SGH Wealth Management: What I'm Reading

Down is Up. Night is Day.

SGH Wealth Management’s “Read What I’m Reading” Aug. 2022 | Aug. 5th, 2022

The Fed has gotten itself into quite the pickle… Parts of the economy are doing so well (employment/wages) that the American Consumer can afford to pay the currently inflated prices. This good news in jobs is causing Inflation to continue to rise, which is bad news. But with the Fed’s singular focus of curbing Inflation, they will need some bad economic headlines to stop consumers from accepting these high prices.
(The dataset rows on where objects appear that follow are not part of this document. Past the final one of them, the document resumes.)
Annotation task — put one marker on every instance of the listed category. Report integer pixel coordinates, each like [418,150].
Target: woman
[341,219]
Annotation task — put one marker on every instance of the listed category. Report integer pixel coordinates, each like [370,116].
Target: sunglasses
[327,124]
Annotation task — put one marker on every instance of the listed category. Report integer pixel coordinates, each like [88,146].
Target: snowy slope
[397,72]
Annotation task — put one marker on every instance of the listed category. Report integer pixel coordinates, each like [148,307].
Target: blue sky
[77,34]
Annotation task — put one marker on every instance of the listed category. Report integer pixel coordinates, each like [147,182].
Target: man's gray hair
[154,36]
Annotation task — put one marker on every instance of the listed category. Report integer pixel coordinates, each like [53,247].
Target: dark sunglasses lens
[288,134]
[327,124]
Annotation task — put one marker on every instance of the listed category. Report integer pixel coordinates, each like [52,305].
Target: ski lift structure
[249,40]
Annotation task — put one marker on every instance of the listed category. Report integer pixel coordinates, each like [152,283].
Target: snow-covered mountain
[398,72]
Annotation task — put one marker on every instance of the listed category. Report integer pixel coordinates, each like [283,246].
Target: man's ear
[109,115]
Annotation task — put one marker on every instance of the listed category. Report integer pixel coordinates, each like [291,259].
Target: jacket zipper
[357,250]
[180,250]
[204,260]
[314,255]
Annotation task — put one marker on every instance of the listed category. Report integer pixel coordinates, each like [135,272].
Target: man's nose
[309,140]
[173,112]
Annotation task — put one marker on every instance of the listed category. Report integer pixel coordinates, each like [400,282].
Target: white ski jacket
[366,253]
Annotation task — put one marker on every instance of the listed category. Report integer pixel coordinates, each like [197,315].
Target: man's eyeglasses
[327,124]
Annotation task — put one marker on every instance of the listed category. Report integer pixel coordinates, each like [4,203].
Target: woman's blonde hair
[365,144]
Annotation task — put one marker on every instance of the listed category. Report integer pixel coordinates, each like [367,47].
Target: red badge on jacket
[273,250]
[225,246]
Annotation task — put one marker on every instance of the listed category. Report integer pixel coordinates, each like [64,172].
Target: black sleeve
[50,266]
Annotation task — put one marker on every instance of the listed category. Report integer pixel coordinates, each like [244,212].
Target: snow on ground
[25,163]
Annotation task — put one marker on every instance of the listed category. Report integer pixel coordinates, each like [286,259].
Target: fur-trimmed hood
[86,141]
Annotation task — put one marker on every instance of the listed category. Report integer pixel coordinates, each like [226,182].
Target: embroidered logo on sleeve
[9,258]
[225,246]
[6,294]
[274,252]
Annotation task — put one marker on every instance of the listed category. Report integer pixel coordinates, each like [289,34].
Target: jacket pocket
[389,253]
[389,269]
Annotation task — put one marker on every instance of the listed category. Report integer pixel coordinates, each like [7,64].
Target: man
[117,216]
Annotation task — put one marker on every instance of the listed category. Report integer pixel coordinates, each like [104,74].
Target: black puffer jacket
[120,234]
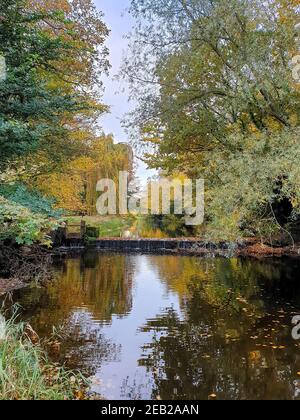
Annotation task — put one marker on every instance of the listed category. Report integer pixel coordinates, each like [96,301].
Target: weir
[179,246]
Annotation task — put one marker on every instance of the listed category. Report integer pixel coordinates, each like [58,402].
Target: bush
[25,372]
[35,202]
[19,224]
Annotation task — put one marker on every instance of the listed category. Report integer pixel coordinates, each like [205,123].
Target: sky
[116,93]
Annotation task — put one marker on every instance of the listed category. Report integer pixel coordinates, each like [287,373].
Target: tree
[220,83]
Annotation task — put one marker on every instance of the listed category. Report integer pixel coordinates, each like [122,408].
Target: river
[172,327]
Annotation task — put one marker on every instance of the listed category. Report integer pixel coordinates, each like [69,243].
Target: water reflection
[174,327]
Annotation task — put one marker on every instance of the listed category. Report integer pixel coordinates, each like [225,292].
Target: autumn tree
[214,85]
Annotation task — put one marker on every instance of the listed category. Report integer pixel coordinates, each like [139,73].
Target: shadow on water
[173,327]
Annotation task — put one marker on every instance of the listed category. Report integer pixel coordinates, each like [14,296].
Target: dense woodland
[53,150]
[216,99]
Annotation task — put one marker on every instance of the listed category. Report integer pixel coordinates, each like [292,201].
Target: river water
[170,327]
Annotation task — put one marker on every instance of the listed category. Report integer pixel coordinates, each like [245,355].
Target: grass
[25,371]
[110,226]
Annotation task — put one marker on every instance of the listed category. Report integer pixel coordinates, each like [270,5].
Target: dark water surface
[169,327]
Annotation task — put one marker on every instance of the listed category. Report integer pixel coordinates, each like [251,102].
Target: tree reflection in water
[235,338]
[191,328]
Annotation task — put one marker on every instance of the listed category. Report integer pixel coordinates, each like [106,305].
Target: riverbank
[187,246]
[40,270]
[26,373]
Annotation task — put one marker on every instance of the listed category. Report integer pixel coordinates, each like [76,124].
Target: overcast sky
[120,23]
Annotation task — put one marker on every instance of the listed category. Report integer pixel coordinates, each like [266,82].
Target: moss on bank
[25,371]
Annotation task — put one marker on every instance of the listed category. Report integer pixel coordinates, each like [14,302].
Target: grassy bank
[25,371]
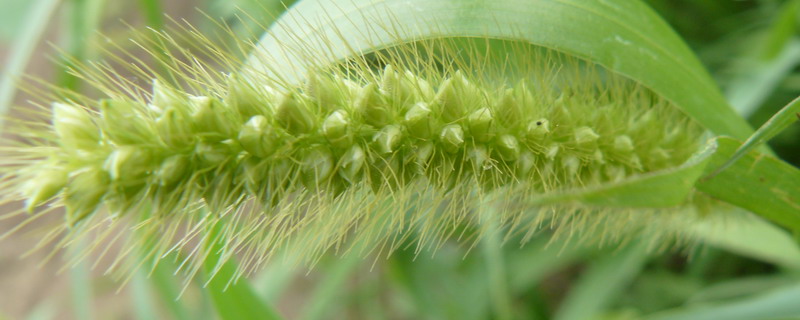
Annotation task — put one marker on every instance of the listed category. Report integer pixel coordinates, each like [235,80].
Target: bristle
[405,147]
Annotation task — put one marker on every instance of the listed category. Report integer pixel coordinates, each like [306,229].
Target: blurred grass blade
[152,13]
[163,282]
[497,275]
[530,264]
[232,300]
[81,293]
[777,304]
[604,279]
[322,303]
[780,121]
[143,307]
[627,37]
[745,234]
[753,85]
[757,182]
[83,18]
[36,23]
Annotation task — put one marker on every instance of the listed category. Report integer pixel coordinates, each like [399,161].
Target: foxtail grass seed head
[417,140]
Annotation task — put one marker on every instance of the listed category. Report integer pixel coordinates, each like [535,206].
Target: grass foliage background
[752,50]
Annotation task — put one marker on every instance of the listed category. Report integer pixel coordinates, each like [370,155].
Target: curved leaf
[625,36]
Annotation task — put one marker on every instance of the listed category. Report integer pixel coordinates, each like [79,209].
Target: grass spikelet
[412,145]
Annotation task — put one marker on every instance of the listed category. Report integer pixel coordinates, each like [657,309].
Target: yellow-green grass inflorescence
[380,155]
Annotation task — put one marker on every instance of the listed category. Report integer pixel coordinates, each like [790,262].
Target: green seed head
[356,151]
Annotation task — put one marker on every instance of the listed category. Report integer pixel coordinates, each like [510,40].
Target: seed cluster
[335,132]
GOOD NEWS FOR THE ECONOMY IS BAD NEWS OF INFLATION

The U.S. over doubled economist expectations by adding 528,000 jobs in July 2022, hitting an ALL-TIME record in payroll employees at 152.536M. This has resulted in 1.8x job openings per unemployed person. This employee demand means that people can afford to spend and not push back against the much higher prices of today. This is what runs the risk of keeping inflation persistently high but also, is a main reason why the economy is healthier than people give it credit for.

BAD NEWS FOR THE ECONOMY IS GOOD NEWS FOR INFLATION

We have now seen signs of the economy cooling with the recent 2 straight quarters of negative GDP growth but as of today, the NBER hasn’t made the official recession call (yet). There was one-time back in 1947 that GDP shrank for 2 straight quarters and the official “recession” call wasn’t made. The Housing market is feeling higher rates as well with sales of previously owned homes fell (-14.2%) from a year ago and 7.3% of weekly home sales were negotiated down in price. The highest it’s been since 2015.

AND we are seeing some signs of Inflationary Relief. National average gas prices declined 76¢ from their prior high to $4.26/gallon. Also, Corn and Wheat prices have come down to their Pre-Russia Ukraine War levels and are down 30-40% from recent highs. Suggesting that the Fed’s moves have had an effect.

In a battle with no winners, the recent stock market rally in July should tell us that analysts think things are better than the sensationalized news headlines infer.